Reviewed by: Robert Bickers Author: Sarah Rose Publisher: Hutchinson Price (RRP): £18.99
The naturalist Robert Fortune was everywhere in mid-19th-century China, and in the Victorian understanding of China. You arrived at your post, after months of arduous travel, and there he was, filling the doorway.
And if before leaving home you sought for a book to help you understand the country that Britain had fought two wars in and against, there was Robert Fortune, filling up the shelves with his travelogues. And of course, in China he secured plants and seeds, aided by the new Wardian Cases (constructed of sealed glass), that made the shipping of specimens across the globe a matter of routine. So Fortune was everywhere too in Victorian gardens, and his name is firmly and officially fixed to a number of the plants that he first scooped up and brought back – such as the fan palm (Chamaerops fortunei).

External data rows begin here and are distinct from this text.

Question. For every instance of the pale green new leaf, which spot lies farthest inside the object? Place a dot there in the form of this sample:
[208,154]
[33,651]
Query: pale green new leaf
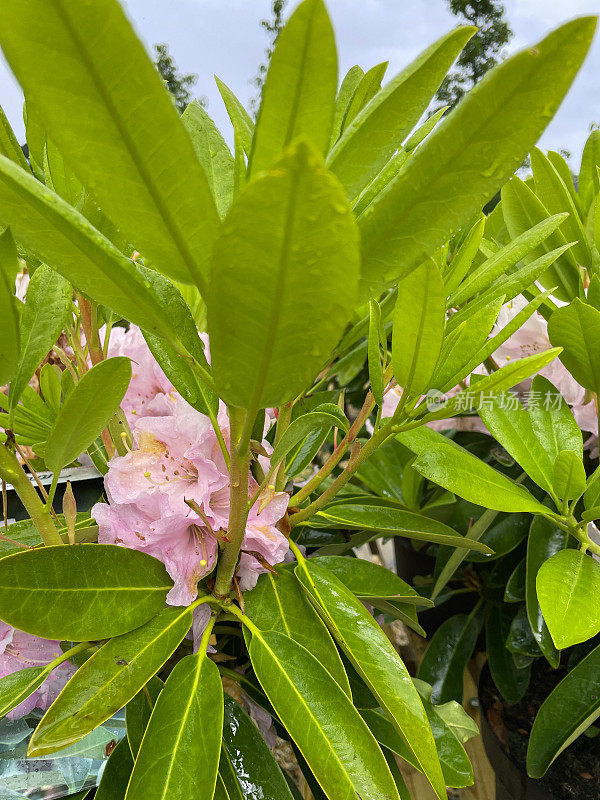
[336,743]
[122,138]
[418,329]
[298,98]
[179,755]
[109,679]
[87,411]
[377,131]
[469,156]
[287,262]
[567,585]
[47,307]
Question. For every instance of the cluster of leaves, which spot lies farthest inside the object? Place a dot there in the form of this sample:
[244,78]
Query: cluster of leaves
[324,233]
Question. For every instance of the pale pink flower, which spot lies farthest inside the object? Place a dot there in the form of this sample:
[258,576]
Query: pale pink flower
[19,650]
[179,459]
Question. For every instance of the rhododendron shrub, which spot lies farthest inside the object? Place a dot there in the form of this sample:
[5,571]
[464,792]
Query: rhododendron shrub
[354,297]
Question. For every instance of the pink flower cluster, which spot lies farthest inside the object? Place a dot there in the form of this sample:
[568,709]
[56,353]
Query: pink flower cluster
[19,650]
[169,496]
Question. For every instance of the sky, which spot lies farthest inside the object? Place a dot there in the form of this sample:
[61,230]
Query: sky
[224,37]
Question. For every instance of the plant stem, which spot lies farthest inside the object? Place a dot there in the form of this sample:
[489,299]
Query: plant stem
[238,501]
[12,472]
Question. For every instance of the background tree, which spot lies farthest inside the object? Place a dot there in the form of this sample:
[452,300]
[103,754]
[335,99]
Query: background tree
[179,85]
[481,53]
[273,27]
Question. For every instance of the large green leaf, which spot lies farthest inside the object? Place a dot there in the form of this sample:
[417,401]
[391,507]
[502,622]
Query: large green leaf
[213,153]
[287,261]
[418,331]
[366,579]
[109,680]
[279,604]
[9,317]
[447,656]
[65,240]
[545,539]
[179,755]
[80,592]
[576,329]
[522,210]
[469,156]
[552,420]
[377,131]
[511,682]
[393,521]
[465,475]
[556,198]
[47,307]
[87,411]
[257,772]
[123,138]
[565,714]
[336,743]
[510,423]
[138,711]
[116,773]
[298,98]
[377,663]
[567,585]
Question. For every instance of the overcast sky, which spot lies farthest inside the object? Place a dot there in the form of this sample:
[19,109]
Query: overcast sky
[224,37]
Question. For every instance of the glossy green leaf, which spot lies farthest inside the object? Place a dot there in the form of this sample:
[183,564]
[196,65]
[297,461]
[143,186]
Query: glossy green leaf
[589,180]
[81,592]
[545,540]
[48,304]
[373,136]
[18,686]
[298,98]
[567,585]
[288,256]
[569,479]
[510,423]
[366,579]
[447,656]
[318,420]
[418,329]
[179,754]
[64,239]
[116,773]
[556,198]
[474,480]
[511,682]
[213,153]
[336,743]
[257,772]
[138,711]
[552,420]
[140,166]
[344,97]
[87,411]
[109,680]
[469,156]
[576,328]
[522,209]
[565,714]
[279,604]
[376,661]
[9,317]
[392,521]
[505,259]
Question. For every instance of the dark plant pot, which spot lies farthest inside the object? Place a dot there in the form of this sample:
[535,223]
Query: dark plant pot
[86,482]
[563,781]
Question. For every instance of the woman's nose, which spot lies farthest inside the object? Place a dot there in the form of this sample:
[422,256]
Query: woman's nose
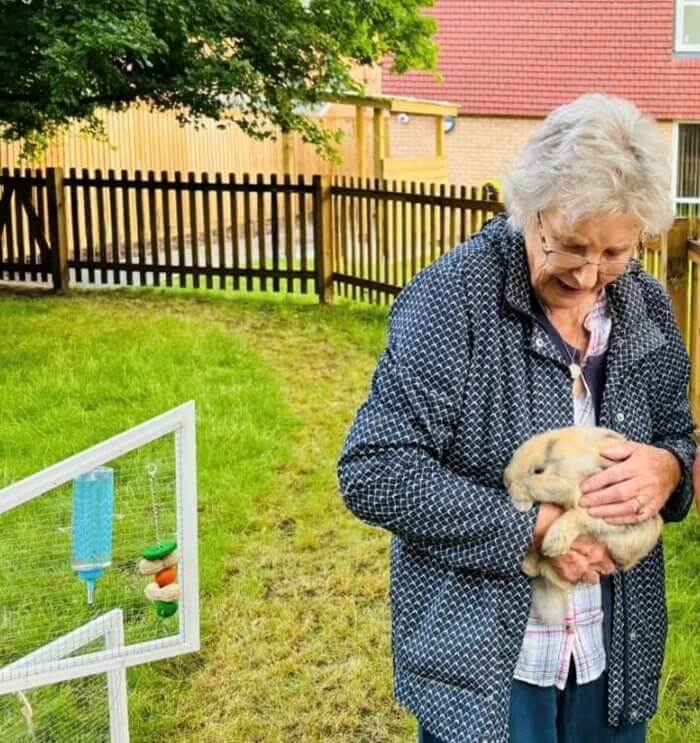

Sarah Rose has written a very Robert Fortune kind of book, for here he is, as he most liked to be, importantly centre stage, a spy in disguise in the heart of the empire of China. Rose ventures to fix him as the lynchpin in the development of the Indian tea industry, sneaking in disguise into the Chinese interior to effect “the greatest theft of trade secrets in the history of mankind”, stealing tea seeds and expertise too.
But this “spy” was so hopeless that he even forgot that the Chinese used chopsticks (and so went hungry for days at one point). This is all as unconvincing and exaggerated as Fortune’s books are still highly readable (such as Three Years’ Wanderings in the Northern Provinces of China, first published in 1847). Read them instead.
Robert Bickers is professor of history at the University of Bristol, and author of Empire Made Me: An Englishman Adrift in Shanghai (Penguin, 2004).